De paus zei dat Jálics na het einde van de dictatuur zijn toestemming vroeg om terug te komen naar Argentinië om er een retraite te leiden. Franciscus zei dat hij toestemming gaf en daarna samen met hem in Buenos Aires eucharistie vierde.
“Daarna zag ik hem weer als aartsbisschop en vervolgens ook als paus; hij kwam naar Rome toe om mij te zien. We hebben altijd onze relatie onderhouden.” De laatste keer dat Jálics hem in het Vaticaan kwam bezoeken, “kon ik zien dat hij leed omdat hij niet wist hoe hij met mij moest praten”. “Er was een afstand. De wonden van die voorbije jaren bleven zowel in mij als in hem bestaan, omdat we allebei die vervolging hebben meegemaakt”, aldus de paus.
Franciscus zei dat sommigen in de Argentijnse regering “mijn hoofd wilden afhakken”. “Ze stelden mijn hele manier van handelen tijdens de dictatuur ter discussie.”
Hij zei dat zijn verhoor, dat plaatsvond in de bisschoppelijke residentie in Buenos Aires, vier uur en tien minuten duurde, en dat een van de rechters “zeer vasthoudend was in zijn vragen over de manier waarop ik me had gedragen”.

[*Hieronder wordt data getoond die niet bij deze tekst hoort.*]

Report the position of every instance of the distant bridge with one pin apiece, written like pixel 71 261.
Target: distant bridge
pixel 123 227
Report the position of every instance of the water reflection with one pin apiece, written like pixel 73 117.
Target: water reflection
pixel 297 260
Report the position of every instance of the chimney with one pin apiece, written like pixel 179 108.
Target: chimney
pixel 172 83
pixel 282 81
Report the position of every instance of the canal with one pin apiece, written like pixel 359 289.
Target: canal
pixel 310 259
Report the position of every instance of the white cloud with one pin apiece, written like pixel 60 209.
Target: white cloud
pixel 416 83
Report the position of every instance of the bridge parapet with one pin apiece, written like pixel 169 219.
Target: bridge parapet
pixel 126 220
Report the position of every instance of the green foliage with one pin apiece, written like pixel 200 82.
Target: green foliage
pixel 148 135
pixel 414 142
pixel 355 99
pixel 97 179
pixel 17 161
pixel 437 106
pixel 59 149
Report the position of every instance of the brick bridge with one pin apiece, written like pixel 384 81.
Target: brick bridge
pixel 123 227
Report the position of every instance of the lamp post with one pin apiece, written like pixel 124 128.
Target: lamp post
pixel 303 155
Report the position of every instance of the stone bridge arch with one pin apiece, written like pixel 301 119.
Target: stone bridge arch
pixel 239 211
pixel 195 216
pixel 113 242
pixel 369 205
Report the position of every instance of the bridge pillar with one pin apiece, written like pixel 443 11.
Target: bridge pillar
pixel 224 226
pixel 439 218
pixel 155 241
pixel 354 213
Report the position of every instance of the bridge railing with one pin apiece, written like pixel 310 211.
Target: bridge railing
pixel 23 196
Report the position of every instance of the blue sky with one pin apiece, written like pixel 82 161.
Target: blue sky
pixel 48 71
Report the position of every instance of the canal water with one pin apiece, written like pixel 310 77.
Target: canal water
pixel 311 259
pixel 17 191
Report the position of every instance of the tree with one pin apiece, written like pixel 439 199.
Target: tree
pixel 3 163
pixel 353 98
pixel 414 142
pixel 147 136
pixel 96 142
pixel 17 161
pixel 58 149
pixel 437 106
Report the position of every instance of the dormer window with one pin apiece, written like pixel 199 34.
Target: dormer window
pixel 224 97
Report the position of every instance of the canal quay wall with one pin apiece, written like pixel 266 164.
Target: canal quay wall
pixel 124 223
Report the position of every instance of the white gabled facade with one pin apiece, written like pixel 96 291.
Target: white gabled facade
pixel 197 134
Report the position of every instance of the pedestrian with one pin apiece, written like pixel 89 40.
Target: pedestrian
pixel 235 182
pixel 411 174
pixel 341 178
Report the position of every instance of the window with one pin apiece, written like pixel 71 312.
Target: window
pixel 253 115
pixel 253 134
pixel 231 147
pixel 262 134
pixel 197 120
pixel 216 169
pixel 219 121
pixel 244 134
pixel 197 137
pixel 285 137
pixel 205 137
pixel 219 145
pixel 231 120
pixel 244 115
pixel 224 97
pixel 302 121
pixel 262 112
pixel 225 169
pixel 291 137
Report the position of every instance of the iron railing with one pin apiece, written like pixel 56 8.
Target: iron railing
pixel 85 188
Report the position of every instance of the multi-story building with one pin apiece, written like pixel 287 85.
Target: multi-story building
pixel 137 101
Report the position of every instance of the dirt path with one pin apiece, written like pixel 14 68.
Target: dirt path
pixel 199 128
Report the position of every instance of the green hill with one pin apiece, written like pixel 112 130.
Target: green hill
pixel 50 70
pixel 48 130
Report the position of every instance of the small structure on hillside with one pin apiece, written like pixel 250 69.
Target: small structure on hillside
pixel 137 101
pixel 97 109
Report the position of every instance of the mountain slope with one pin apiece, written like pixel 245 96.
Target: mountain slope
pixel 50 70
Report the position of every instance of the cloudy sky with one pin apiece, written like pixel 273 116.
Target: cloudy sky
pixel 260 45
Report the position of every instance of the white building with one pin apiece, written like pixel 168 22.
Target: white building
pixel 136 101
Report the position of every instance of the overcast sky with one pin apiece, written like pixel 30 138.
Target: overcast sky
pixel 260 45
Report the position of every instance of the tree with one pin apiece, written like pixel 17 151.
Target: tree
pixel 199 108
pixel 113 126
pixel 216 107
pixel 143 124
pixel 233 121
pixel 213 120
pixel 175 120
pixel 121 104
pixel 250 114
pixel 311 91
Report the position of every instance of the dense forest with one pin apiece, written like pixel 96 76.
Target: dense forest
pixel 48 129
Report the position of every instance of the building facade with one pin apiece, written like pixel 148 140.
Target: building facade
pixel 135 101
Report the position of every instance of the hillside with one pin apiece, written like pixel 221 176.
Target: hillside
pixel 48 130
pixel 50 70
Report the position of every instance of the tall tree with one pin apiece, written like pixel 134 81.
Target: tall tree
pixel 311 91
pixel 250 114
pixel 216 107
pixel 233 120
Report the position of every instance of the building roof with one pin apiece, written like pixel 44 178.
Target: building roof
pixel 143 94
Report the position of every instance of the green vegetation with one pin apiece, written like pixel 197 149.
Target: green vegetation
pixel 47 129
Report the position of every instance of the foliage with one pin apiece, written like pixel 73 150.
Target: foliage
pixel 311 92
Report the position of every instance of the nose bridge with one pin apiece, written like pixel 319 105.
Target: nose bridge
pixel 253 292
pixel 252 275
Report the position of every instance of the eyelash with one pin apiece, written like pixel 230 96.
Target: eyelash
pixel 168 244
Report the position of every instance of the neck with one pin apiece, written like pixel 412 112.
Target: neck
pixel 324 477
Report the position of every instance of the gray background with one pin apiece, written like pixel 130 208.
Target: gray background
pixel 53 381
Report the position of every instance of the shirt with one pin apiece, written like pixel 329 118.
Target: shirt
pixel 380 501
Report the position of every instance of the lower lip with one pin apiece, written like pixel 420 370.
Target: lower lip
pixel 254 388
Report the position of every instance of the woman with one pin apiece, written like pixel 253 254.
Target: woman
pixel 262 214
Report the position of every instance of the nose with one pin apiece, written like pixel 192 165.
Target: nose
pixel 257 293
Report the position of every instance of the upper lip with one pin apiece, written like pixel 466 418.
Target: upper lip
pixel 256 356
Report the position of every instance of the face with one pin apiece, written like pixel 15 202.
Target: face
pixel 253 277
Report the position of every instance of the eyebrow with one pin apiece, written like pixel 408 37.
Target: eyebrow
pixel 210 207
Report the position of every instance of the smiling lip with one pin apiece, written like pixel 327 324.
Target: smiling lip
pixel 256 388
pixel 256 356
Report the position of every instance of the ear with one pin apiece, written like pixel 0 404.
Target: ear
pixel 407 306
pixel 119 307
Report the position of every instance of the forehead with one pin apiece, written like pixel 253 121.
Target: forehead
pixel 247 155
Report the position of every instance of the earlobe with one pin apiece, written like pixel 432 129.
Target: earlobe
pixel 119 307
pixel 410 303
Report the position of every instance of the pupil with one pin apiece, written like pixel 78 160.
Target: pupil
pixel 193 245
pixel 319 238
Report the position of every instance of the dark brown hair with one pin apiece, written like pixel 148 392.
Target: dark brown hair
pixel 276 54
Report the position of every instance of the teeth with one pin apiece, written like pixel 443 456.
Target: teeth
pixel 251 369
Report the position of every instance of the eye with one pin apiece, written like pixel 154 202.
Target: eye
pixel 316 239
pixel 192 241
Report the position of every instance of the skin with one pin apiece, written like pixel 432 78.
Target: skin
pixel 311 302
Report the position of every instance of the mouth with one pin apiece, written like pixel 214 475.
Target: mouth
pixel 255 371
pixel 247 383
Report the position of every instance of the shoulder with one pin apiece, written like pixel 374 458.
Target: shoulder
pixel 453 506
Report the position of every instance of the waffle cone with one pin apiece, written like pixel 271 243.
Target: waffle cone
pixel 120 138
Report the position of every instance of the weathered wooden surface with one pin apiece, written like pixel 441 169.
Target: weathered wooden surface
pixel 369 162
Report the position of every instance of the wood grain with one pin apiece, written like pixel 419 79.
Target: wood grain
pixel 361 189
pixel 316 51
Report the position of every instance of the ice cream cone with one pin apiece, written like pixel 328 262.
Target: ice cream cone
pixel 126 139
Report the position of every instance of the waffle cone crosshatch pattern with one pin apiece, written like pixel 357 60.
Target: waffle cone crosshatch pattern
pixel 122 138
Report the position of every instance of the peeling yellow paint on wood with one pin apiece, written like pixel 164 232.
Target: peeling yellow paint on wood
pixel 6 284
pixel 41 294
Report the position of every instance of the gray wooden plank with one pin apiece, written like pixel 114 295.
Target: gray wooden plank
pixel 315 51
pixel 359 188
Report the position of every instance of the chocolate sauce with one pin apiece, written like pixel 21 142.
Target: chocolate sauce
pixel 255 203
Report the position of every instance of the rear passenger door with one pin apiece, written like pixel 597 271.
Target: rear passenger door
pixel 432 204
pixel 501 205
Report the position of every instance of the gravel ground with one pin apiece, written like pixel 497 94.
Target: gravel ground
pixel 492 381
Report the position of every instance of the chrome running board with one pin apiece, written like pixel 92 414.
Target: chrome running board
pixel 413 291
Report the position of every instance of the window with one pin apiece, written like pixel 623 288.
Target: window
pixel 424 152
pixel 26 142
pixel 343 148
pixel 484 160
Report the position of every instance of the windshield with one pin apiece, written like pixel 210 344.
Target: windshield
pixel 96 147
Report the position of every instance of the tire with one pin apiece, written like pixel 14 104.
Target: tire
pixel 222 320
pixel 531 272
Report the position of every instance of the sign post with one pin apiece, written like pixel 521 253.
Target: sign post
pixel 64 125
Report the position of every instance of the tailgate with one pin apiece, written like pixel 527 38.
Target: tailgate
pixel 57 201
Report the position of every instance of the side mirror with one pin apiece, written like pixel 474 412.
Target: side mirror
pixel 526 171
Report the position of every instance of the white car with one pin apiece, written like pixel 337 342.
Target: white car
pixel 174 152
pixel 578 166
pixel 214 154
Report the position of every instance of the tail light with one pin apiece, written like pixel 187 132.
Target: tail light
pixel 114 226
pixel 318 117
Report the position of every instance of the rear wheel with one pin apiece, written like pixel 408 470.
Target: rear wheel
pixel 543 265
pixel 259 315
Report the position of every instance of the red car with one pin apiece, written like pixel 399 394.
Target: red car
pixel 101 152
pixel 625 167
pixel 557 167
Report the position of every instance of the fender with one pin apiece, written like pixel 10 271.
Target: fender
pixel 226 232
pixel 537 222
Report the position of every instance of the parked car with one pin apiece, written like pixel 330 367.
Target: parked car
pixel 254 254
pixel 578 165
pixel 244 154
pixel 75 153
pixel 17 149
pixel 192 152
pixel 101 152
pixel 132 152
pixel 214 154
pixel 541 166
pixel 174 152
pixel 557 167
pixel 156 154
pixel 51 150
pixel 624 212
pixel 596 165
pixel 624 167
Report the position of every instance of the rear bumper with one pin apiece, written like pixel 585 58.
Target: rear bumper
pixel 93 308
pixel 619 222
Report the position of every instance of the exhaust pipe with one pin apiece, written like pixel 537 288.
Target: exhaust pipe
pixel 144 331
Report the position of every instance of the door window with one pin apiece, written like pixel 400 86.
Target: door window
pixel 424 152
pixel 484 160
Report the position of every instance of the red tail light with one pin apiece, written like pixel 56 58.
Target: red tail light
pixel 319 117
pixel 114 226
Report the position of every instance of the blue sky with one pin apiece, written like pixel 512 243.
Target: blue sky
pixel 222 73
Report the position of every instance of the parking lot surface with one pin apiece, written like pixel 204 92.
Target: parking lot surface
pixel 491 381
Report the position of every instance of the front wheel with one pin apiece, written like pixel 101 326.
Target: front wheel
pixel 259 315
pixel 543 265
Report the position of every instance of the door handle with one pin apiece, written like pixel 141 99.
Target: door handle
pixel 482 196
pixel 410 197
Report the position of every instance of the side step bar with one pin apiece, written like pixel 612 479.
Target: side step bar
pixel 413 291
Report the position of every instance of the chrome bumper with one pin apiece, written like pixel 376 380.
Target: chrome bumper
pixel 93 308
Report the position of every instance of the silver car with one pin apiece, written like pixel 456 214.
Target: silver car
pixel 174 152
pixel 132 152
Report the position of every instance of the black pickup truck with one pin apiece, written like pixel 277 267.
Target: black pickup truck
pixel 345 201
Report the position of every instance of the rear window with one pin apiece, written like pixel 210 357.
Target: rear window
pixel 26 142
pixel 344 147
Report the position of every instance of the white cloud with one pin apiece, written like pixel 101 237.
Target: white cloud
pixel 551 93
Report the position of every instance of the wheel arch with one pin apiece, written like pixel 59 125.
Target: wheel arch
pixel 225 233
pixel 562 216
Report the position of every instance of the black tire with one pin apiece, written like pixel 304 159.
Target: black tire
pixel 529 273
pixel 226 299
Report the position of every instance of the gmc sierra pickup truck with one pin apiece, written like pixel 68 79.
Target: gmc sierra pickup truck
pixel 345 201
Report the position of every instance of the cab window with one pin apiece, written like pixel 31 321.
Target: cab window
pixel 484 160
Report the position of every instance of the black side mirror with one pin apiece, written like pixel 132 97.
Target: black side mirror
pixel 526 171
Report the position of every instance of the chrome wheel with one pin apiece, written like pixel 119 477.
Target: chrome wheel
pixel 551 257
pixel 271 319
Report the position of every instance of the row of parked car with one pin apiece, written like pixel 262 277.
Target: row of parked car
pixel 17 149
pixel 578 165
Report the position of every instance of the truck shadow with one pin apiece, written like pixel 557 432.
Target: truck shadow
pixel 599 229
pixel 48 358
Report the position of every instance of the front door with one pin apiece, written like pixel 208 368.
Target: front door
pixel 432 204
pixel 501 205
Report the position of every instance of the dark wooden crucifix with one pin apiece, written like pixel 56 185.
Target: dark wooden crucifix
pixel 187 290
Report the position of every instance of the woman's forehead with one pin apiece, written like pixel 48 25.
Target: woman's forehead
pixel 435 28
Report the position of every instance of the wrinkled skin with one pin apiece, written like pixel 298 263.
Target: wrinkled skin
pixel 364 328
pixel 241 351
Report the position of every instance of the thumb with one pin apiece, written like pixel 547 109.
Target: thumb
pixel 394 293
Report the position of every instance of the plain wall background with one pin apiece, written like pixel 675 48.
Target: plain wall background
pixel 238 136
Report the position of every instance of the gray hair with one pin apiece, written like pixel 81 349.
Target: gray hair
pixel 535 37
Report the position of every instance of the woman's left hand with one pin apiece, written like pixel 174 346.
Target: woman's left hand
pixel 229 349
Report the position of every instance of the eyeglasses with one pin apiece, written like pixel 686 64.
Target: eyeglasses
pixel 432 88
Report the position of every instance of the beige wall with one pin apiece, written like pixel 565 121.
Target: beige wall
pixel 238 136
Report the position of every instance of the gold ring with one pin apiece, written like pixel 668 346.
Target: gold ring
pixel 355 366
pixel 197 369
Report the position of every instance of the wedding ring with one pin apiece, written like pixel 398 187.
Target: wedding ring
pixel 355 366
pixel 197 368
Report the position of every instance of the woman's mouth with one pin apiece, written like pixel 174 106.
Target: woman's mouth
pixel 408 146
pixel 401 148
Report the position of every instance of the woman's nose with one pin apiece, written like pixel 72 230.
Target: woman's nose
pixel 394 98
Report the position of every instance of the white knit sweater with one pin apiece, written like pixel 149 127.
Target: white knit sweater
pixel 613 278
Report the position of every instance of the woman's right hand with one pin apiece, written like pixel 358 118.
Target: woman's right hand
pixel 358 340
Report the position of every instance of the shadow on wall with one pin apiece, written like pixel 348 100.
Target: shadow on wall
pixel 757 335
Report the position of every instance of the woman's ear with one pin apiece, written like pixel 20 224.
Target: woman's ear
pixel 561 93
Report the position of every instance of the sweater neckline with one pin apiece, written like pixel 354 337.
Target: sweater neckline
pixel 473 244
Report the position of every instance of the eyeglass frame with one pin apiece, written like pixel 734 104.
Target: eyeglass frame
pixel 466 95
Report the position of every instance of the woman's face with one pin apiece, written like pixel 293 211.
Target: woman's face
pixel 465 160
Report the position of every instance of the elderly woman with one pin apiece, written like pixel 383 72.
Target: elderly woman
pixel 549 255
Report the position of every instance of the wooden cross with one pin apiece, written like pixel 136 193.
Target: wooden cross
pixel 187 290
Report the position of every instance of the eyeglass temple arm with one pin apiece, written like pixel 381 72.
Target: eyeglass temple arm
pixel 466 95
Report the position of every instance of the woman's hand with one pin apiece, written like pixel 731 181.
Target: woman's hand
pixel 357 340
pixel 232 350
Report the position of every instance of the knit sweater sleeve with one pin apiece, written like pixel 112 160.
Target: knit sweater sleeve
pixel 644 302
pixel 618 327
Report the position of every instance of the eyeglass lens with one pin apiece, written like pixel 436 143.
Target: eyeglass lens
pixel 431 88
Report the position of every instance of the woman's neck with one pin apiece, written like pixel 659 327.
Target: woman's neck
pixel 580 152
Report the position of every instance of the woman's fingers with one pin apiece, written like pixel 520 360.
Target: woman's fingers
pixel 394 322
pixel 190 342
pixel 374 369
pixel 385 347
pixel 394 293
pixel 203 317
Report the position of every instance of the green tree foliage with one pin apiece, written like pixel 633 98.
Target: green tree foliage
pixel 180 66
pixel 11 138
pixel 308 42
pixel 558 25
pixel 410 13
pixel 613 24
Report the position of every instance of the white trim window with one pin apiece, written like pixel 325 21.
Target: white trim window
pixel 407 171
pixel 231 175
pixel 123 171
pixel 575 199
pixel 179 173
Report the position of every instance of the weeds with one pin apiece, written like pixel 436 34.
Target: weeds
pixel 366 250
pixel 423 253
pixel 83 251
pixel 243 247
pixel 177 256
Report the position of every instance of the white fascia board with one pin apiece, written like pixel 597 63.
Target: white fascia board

“Ik heb altijd naar waarheid geantwoord. Maar de enige serieuze vraag, met inhoud en goed verwoord, kwam van de advocaat die tot de Communistische Partij behoorde. En dankzij die vraag werden de zaken opgehelderd. Uiteindelijk werd mijn onschuld vastgesteld”, aldus de paus.
Franciscus wil in 2024 naar Argentinië (24 april 2023)
Franciscus zei dat hij later twee van de rechters van dat tribunaal in Rome zag, die met een groep Argentijnen een bezoek brachten. Nadat hij een van de rechters had herkend, zei Franciscus dat hij er opnieuw op stond correct te hebben gehandeld. “Ik verdien een oordeel voor mijn zonden, maar op dit punt wil ik duidelijk zijn.” De tweede rechter, zei hij, groette hem ook, en vertrouwde hem toe dat ze van de regering instructies hadden gekregen om hem te veroordelen.
“Maar ik wil eraan toevoegen dat toen Jálics en Yorio door de militairen waren opgepakt, de situatie in Argentinië verbijsterend was en het helemaal niet duidelijk was wat er moest gebeuren. Ik deed wat ik voelde dat ik moest doen om hen te verdedigen. Het was een zeer pijnlijke zaak”, aldus de paus, die Jálics, die in 2021 op 94-jarige leeftijd overleed, “een man van God” noemde.
Franz Jálics was “een man die God zocht, maar hij werd het slachtoffer van een entourage waartoe hij niet behoorde. Dat begreep hij zelf ook wel. Die entourage was het actieve verzet in de plaats waar hij kapelaan werd.
De opmerkingen van paus Franciscus over Argentinië komen na een gesprek met een Argentijnse journalist in april, waarin hij zei dat hij zijn vaderland, waar hij sinds het preconclaaf voorafgaande aan zijn verkiezing in 2013 niet meer is teruggekeerd, alsnog wil bezoeken, wellicht volgend jaar.